Speaking at a fringe event at the Labour Party Conference in Brighton, Hunt had warned about local authorities struggling to assess and monitor those eligible for the £72,000 cap on care costs and feared the system would collapse as a result.
Chancellor George Osborne had announced as part of the March budget plans to cap social care costs for self-funders, or those who do not qualify for financial assistance from their local authorities, at £72,000 in 2016. The Care Bill is currently being debated in parliament.
In addition, as part of the reforms there will be a greater onus on local authorities to monitor care users and to provide better access to information and advice.
Kay Ingram, divisional director of individual savings and investment at LEBC Group said: "We share Hunt's concerns about the capacity of local authorities to cope with this aspect of the Social Care Bill.
"This is however only one of our concerns. What is of more immediate significance is that the headlines surrounding the Social Care Bill give the public a very false impression that once they have spent £72,000 of their own money, all other care costs will be met for them. In practice the care costs cap will help relatively few people and almost no one who is in residential care now. "

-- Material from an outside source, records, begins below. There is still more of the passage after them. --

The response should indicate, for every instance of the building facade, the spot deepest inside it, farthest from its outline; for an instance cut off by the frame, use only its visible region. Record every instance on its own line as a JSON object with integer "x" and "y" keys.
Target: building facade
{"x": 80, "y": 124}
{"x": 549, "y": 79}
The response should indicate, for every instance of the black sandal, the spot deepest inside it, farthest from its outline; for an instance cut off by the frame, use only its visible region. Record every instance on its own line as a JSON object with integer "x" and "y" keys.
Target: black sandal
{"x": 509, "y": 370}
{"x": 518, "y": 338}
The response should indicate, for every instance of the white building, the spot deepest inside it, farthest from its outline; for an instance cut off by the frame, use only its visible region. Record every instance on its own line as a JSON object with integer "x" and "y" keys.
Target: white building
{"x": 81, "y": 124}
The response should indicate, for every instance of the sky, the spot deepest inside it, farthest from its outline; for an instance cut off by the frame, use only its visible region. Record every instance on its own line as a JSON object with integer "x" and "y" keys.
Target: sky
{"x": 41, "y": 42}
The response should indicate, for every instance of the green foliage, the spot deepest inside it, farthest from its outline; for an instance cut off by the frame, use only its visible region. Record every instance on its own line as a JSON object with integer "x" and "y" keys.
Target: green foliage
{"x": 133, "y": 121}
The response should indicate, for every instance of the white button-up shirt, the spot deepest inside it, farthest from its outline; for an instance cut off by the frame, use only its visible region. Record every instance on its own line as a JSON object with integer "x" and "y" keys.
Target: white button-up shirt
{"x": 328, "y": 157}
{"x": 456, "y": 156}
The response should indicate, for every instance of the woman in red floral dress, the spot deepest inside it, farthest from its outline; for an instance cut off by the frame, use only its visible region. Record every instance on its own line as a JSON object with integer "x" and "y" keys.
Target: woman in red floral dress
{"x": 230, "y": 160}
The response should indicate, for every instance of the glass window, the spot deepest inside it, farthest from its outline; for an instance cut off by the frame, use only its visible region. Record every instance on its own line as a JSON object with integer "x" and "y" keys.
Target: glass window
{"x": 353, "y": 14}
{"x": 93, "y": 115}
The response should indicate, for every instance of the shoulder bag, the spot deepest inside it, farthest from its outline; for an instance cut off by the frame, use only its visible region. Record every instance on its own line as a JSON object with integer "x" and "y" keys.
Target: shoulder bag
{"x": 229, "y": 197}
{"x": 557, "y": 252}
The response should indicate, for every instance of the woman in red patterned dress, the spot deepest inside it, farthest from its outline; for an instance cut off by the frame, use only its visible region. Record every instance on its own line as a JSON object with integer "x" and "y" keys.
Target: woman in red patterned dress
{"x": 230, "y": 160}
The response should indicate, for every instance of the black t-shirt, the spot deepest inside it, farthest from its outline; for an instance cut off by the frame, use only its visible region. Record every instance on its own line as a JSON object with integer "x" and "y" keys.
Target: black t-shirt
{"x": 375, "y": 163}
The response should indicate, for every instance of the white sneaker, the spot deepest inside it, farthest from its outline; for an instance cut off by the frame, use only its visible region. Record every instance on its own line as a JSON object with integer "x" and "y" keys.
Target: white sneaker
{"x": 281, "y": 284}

Ingram highlighted the self-funding clock does not start to tick until 2016, so any money spent on care before then will not count. In addition, the costs of the hotel or bed and breakfast element of self-funders costs would be disregarded from what they have spent towards the £72,000.
Finally any fees spent on care in excess of the local authority cap on care costs would also be disregarded, she warned.
Ingram added: "Consequently an individual or their family may need to find much more than £72,000 in total before they get any significant help in funding from their local authority."
She also said the firm backed an amendment to the Care Bill instructing local authorities to refer those needing care to regulated financial advisers, which had been initially rejected in the House of Lords, but is to be re-submitted in a revised form.
Ingram said: "We also support Hunt's amendment to the Bill to require the referral of self-funders to financial advice which is not only independent of the local authority but must also be regulated independent advice. Without the backing of the consumer safeguards of regulated advice in this area, the referral of vulnerable people to non-regulated sources of advice could be a financial disaster for many families."